“Çözüm sürecinde yol haritası berraklaştı" diyen Başbakan Davutoğlu, ‘Süreci bilmiyoruz’ diyen Genelkurmay Başkanı için de “Şimdi aynı şeyi söyleyemez” dedi.
Abone olAhmet Davutoğlu, önceki gün İstanbul Dolmabahçe’deki Başbakanlık Ofisi’nde, başbakan olarak ilk kez bazı gazetelerin genel yayın yönetmenleriyle bir araya geldi. Çözüm süreci başta olmak üzere gündemdeki konularla ilgili çarpıcı açıklamalar yaptı.
Sürecin yol haritasının artık daha şeffaf olduğunu belirten Davutoğlu, Genelkurmay Başkanı Necdet Özel için de "Artık sürecin yol haritasını bilmiyoruz diyemez" dedi. İşte Davutoğlu röportajından önemli bölümler:
3. KÖPRÜ VE 3. HAVALİMANI İLE BAŞLADI
Davutoğlu Dolmabahçe’ye Avrasya Tüneli, üçüncü Boğaz Köprüsü ve üçüncü havalimanı şantiyelerine yaptığı ziyaretten gelmişti. Söze buradan girdi: “15 yıl önce biri Türkiye dünyanın en derin tünelini Boğaz’da yapacak, dünyanın en geniş köprüsünü Boğaz’a, dünyanın en büyük havalimanını İstanbul’a inşaa edecek deseydi, bu adam hayal görüyor derlerdi.”
SEÇİM HÜKÜMETİ DEĞİLİZ
Sonra ‘demokratikleşme’ye geçti. “Ak Parti iktidarının ilk 5-6 yılı çok reformistti, sonra reformlar durdu. Yavaşladı” söyleminin doğru olmadığını anlattı ve reformların devam edeceği mesajını verdi.
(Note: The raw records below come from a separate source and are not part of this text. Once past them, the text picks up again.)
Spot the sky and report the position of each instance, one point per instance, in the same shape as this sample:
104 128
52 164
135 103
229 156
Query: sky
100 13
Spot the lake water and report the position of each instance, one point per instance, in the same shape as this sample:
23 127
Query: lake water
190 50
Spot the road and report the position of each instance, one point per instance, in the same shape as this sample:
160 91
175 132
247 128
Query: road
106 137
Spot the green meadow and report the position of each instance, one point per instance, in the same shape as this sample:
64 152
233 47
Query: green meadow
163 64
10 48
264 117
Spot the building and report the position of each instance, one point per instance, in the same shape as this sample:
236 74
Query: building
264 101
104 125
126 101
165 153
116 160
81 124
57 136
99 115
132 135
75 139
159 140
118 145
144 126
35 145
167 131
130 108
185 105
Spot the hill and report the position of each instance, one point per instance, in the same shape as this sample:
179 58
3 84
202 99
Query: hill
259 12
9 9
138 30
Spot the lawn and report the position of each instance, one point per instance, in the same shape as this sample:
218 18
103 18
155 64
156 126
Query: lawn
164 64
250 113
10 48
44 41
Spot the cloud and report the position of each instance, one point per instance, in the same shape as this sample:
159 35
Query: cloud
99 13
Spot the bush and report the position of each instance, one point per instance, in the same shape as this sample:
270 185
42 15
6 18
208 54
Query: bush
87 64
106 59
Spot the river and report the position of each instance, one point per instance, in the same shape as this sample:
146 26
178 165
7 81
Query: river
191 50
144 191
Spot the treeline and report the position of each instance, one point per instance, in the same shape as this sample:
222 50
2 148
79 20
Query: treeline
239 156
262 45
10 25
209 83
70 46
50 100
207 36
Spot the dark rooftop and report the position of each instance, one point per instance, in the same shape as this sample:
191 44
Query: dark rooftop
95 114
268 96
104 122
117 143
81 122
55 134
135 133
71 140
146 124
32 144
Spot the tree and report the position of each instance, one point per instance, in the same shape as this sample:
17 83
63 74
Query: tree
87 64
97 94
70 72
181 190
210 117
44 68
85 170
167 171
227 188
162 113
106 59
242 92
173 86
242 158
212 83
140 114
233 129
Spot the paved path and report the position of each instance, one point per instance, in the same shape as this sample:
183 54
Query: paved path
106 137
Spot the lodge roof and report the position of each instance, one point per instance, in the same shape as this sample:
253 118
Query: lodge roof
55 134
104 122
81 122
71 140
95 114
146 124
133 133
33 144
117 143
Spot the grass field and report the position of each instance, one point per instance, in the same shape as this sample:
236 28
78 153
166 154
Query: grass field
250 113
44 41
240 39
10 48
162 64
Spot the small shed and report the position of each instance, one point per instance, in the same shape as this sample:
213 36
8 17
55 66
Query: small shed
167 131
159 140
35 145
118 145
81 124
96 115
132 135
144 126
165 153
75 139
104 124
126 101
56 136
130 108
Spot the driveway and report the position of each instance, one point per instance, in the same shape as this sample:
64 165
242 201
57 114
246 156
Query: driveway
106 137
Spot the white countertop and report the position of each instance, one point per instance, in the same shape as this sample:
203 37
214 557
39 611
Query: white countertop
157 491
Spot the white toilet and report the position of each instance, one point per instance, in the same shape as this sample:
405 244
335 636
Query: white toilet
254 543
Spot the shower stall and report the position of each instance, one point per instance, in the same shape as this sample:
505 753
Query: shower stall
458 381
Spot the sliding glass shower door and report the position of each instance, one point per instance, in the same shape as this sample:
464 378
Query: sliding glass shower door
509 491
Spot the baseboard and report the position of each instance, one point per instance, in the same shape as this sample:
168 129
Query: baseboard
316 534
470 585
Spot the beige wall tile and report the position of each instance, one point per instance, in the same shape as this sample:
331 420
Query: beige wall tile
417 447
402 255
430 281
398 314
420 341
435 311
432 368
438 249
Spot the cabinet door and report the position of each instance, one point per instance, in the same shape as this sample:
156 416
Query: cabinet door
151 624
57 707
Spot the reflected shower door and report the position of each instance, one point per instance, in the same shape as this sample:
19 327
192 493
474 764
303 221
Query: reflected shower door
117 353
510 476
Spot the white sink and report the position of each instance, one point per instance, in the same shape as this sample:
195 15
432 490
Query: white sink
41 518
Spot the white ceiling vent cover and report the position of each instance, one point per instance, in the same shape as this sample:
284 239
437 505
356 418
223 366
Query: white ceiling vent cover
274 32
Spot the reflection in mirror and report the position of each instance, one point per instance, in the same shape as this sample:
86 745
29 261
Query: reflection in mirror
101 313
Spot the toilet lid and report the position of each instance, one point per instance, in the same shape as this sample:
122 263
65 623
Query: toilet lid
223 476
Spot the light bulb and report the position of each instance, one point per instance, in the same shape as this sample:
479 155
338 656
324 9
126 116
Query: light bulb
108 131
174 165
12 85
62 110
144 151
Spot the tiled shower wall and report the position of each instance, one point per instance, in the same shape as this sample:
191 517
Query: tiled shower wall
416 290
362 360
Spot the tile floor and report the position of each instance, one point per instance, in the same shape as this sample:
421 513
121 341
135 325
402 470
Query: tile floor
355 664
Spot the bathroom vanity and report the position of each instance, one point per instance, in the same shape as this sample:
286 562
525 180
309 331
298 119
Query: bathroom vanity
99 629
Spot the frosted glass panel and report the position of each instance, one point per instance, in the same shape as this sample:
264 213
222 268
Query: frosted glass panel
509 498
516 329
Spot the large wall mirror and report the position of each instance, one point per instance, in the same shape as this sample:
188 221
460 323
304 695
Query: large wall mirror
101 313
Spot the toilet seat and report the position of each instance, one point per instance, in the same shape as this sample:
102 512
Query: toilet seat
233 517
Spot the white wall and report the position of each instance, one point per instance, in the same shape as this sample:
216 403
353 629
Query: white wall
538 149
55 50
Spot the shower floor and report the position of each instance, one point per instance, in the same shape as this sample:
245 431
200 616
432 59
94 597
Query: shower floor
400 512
Sonra sıra hükümetine ve programına geldi. “8 aylık bir seçim hükümeti değiliz” dedi: “12 yıl üzerine kurulduk, perspektifimiz de 8 aylık değil. 2023 diye ilan ettik, programın özü bu hükümet 2023’e kadar devam edecekmiş gibi planlandı. Ama iş kazalarında gösterdiğimiz refleks gibi, ekonomide de bazı yeni orta vadeli hedeflere yönelik adımlar olacak 8 ay içinde. Önümüzdeki bir ay içinde, en geç kasım ayında açıklayacağız. Diğer alanlarda da somut adımlarla devam edeceğiz. Hedef 2015 seçimlerine kadar yürüyen bütün projeleri takip etmek.”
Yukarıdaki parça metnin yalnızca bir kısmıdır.